To be fair, the gearbox had admittedly felt a bit loose earlier in the day, but that felt more like a little ache and not quite as concerning as this.

A car stops behind, this time not diagonally, but neatly. A man with a big smile steps out. Shahid, in his fifties, from Pakistan. The debugging process continues and eventually the gearbox is determined as the verdict. It is now obvious that there is nothing to be done here anymore. This needs a mechanic.

Work has started almost two hours ago. Maybe it’s time to call the insurance.

A one hour timeframe is announced for road assistance to arrive at the scene – it’s the day before the long mid-August weekend, it’s almost a miracle that they come out at all.

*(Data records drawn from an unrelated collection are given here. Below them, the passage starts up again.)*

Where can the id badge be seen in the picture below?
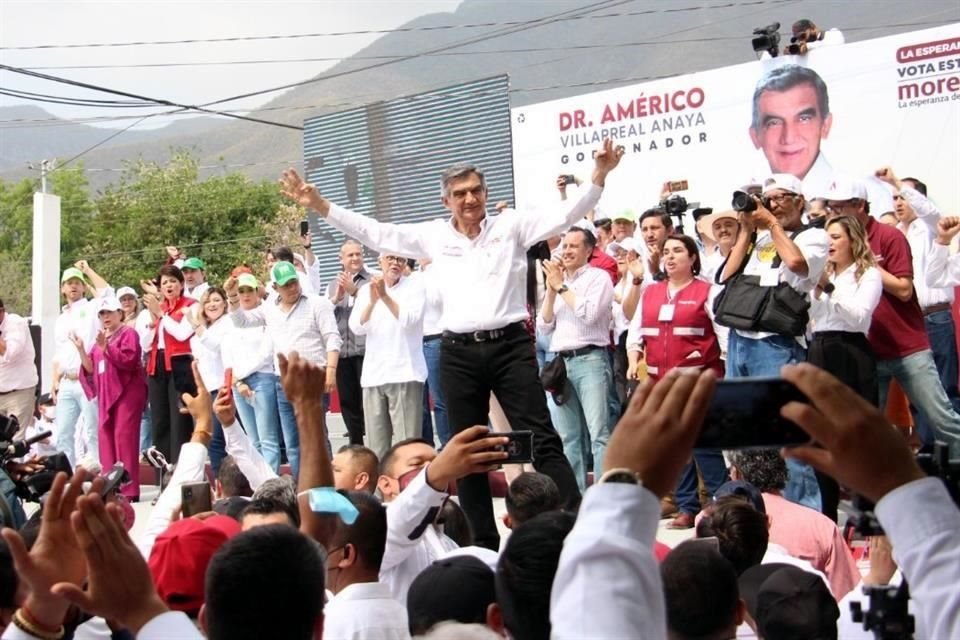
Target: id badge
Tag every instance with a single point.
(770, 278)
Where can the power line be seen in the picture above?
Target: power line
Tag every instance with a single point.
(210, 63)
(426, 28)
(158, 101)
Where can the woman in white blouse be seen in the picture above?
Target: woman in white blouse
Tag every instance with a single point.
(210, 326)
(842, 306)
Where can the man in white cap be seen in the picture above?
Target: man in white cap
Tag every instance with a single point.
(784, 251)
(897, 333)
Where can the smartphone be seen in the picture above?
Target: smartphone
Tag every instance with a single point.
(519, 448)
(195, 498)
(745, 414)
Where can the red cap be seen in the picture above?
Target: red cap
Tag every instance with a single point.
(179, 558)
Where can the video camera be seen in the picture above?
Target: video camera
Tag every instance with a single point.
(767, 39)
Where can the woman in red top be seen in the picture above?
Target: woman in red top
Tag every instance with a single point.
(674, 323)
(169, 362)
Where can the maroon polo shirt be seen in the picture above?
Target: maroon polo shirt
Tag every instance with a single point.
(897, 329)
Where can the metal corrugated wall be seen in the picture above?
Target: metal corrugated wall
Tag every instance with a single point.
(385, 159)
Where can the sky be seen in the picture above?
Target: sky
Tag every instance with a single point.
(36, 22)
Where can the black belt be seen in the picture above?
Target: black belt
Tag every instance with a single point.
(486, 335)
(582, 351)
(934, 308)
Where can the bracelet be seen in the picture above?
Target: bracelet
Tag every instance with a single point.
(25, 622)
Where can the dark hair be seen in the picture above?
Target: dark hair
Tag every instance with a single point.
(785, 78)
(919, 186)
(525, 574)
(368, 533)
(456, 525)
(276, 495)
(531, 494)
(274, 569)
(700, 591)
(589, 240)
(171, 271)
(232, 480)
(386, 462)
(283, 254)
(8, 578)
(691, 246)
(740, 529)
(367, 459)
(763, 468)
(656, 213)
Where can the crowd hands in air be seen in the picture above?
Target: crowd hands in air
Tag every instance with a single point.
(325, 556)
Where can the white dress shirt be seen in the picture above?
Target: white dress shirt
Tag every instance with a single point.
(588, 322)
(365, 611)
(247, 350)
(922, 235)
(207, 350)
(850, 306)
(309, 328)
(17, 369)
(403, 558)
(250, 461)
(607, 563)
(79, 318)
(483, 280)
(394, 347)
(812, 244)
(943, 270)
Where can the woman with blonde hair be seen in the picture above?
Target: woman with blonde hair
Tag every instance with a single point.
(842, 306)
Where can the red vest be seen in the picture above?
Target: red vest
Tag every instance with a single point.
(686, 341)
(171, 346)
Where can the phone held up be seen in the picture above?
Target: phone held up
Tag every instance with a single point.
(519, 448)
(745, 414)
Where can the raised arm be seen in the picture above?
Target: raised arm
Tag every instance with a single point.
(402, 239)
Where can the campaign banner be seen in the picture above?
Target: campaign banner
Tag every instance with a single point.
(845, 109)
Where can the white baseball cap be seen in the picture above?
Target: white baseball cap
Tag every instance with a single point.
(783, 181)
(843, 188)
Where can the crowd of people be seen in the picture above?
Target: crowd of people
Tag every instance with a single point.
(603, 336)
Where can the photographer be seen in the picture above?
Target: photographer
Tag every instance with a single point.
(774, 244)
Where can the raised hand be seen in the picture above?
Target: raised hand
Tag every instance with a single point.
(470, 451)
(655, 436)
(303, 193)
(853, 435)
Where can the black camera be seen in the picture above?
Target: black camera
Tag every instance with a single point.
(674, 205)
(745, 203)
(767, 39)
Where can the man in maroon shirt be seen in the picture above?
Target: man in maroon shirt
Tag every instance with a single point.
(897, 333)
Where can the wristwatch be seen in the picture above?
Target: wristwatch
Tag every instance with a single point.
(621, 475)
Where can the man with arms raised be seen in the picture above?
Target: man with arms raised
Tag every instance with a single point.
(481, 268)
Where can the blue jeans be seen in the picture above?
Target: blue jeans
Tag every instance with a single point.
(748, 357)
(72, 404)
(714, 471)
(288, 424)
(943, 343)
(146, 429)
(431, 353)
(261, 417)
(583, 420)
(917, 374)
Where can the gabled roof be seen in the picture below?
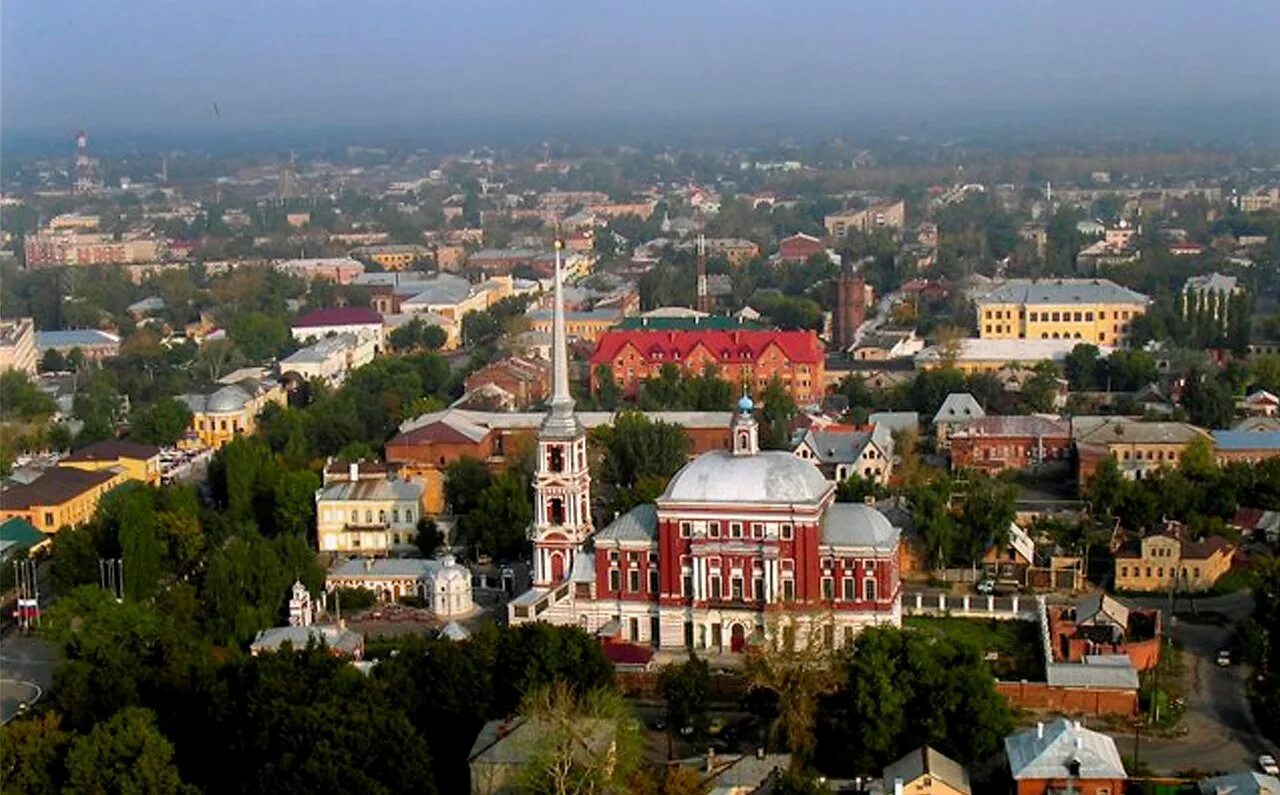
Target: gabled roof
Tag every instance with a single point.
(1052, 749)
(1101, 608)
(927, 762)
(54, 487)
(639, 524)
(112, 449)
(342, 315)
(736, 346)
(959, 407)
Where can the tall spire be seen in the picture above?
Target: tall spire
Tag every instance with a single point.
(561, 420)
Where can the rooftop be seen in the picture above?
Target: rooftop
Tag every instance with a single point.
(54, 487)
(1061, 291)
(1054, 749)
(342, 315)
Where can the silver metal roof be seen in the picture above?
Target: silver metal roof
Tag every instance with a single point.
(1046, 752)
(772, 476)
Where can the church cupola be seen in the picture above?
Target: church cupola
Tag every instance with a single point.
(745, 430)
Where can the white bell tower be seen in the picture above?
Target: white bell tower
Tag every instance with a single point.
(562, 481)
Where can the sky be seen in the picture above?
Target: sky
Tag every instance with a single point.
(261, 64)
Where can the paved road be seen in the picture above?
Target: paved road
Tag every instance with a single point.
(1221, 734)
(26, 672)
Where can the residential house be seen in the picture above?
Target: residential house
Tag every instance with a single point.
(926, 771)
(1138, 448)
(1089, 310)
(841, 452)
(1240, 784)
(443, 585)
(1064, 757)
(359, 320)
(336, 638)
(1010, 562)
(94, 345)
(799, 247)
(999, 443)
(18, 346)
(137, 461)
(504, 746)
(525, 379)
(229, 411)
(886, 215)
(59, 497)
(1247, 447)
(330, 360)
(359, 516)
(958, 410)
(1168, 557)
(750, 357)
(1258, 403)
(973, 356)
(1101, 625)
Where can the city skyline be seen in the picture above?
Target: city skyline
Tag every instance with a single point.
(291, 65)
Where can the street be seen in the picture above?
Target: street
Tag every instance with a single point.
(1221, 734)
(26, 672)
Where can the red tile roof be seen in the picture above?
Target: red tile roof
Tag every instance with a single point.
(344, 315)
(727, 347)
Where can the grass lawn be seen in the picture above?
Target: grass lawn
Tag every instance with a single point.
(1014, 644)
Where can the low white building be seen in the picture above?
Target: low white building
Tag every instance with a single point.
(332, 359)
(368, 516)
(443, 584)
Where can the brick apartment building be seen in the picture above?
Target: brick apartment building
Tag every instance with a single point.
(748, 357)
(995, 444)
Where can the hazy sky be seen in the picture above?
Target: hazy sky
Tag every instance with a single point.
(164, 64)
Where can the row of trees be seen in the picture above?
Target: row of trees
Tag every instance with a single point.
(142, 704)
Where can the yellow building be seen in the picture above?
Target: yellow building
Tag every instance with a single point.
(392, 257)
(361, 515)
(60, 497)
(137, 461)
(1169, 558)
(228, 412)
(926, 772)
(1089, 310)
(18, 346)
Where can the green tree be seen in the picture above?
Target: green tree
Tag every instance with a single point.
(776, 416)
(163, 423)
(126, 754)
(498, 525)
(465, 480)
(31, 755)
(686, 689)
(904, 689)
(293, 502)
(640, 456)
(260, 336)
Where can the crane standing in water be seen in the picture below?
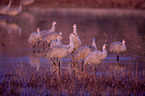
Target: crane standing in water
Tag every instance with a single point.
(96, 56)
(76, 39)
(35, 37)
(118, 47)
(83, 51)
(59, 51)
(4, 9)
(2, 44)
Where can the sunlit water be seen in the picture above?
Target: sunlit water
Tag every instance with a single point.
(105, 25)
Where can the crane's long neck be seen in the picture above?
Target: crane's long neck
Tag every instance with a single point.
(94, 44)
(53, 28)
(71, 44)
(20, 8)
(104, 55)
(8, 6)
(75, 30)
(123, 48)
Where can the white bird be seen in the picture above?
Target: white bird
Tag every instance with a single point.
(118, 47)
(35, 37)
(14, 27)
(2, 44)
(50, 30)
(27, 2)
(96, 56)
(76, 39)
(56, 42)
(48, 37)
(59, 51)
(83, 51)
(4, 9)
(14, 11)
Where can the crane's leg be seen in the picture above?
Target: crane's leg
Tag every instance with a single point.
(118, 58)
(2, 44)
(53, 62)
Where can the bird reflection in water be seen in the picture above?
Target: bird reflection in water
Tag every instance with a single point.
(13, 27)
(34, 59)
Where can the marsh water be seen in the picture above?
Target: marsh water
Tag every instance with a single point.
(105, 25)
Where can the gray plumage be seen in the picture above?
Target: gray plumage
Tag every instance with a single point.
(96, 56)
(48, 37)
(76, 39)
(35, 37)
(2, 44)
(118, 47)
(59, 51)
(5, 9)
(83, 51)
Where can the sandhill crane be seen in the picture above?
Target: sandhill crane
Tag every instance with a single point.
(60, 51)
(48, 37)
(2, 44)
(76, 39)
(26, 2)
(118, 47)
(14, 27)
(96, 56)
(56, 42)
(4, 9)
(83, 51)
(50, 30)
(14, 11)
(35, 37)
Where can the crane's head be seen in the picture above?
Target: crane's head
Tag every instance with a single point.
(74, 25)
(123, 41)
(54, 23)
(38, 29)
(105, 46)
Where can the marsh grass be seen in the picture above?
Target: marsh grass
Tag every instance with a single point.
(65, 83)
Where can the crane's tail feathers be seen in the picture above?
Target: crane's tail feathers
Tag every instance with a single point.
(117, 58)
(2, 44)
(53, 62)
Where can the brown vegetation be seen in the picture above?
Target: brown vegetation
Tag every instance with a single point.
(133, 4)
(45, 83)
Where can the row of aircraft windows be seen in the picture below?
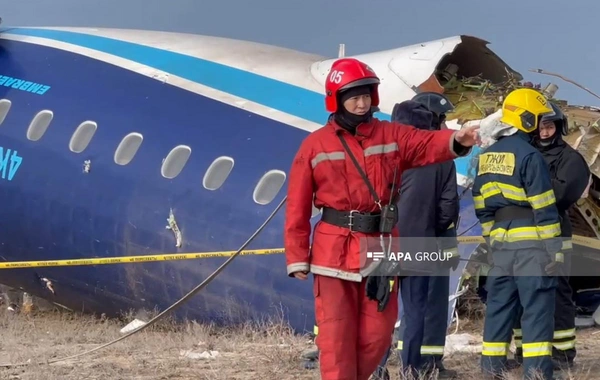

Shahid, while enduring the heat and passive chain smoking, assures his support. He stays for company and casually mentions he has a second car he’d be happy to lend.

“How are you going to work until it’s fixed?” he asks – very much aware of the isolation that comes with carlessness in Cyprus – getting to work, groceries, beach – it all turns into a big effort if done by foot, or worse, Cyprus’ public transport.

His kind offer is politely declined. After all, it’s only a 20-minute walk, short enough by German standards, and something occasionally done even with the car working perfectly. A few weeks without a car will be annoying, but manageable. Shahid insists once more.

Then the topic shifts to migrant life in Cyprus. From a Pakistani perspective: 20 years on the island, fluent Greek, hard construction work, Cypriot wife. From a German one: almost two years in, journalist, poor Greek, mostly international social circle.

The experience is obviously vastly different. He describes some unpleasant situations he faced due to racism. And while he voices some shy criticism, he does not seem to be bitter about how Cyprus treats its migrants and the way things work here – vastly different to a yapping German, drained by Cypriot bureaucracy and still adjusting to Cyprus’ flow.

Our views differ in parts, but we both pinpoint the same core issue: the lack of social capital, and how harshly that plays out if you’re not from here.

In a small community like Cyprus, it feels even harder to find your place than it does in a big city. That’s not a criticism towards the islanders. People here stick together tightly, be it families or friends, and there is a strong support system – if you’re part of it.

It takes quite some time for foreigners like us to find our circles, and often we end up in a group with people from our country, or in my case, other young people from France, Italy or the UK, working in the humanitarian field, that migrated to Cyprus to work for international organisations.

In Cypriot families, there’s always a car to borrow. In chosen-family groups, that can turn into a challenge: None of us work in high-paid jobs, having a car is a little luxury, and if you do, you likely need it to get to work yourself.

After our little excursion to social capital, an hour has passed.

The insurance calls, in Greek. Two half-Greek, half-English sentences and a misunderstanding later, the road assistance guy arrives. Nicola, from Romania. Cigarette in hand. He had a visibly long day.

Things start to feel surreal. Maybe it’s the heat, the thirst or the strange constellation: three very different non-Cypriots standing around the hopeless Mazda Demio. The gearbox is eventually opened in a joint effort, the car is ready to roll up the ramp. Nicola asks where Shahid and I are from and suddenly starts speaking German. Peak absurdity.

Everything is wrapped up. Shahid again insists on lending the car. Ten minutes, a ride to Shahid’s parking lot to pick up his other car, the shift that should’ve started at three begins at six. Question marks in the eyes of every colleague.

“How did you get here in the end?” asks one colleague.

“A Pakistani man lent me his second car.”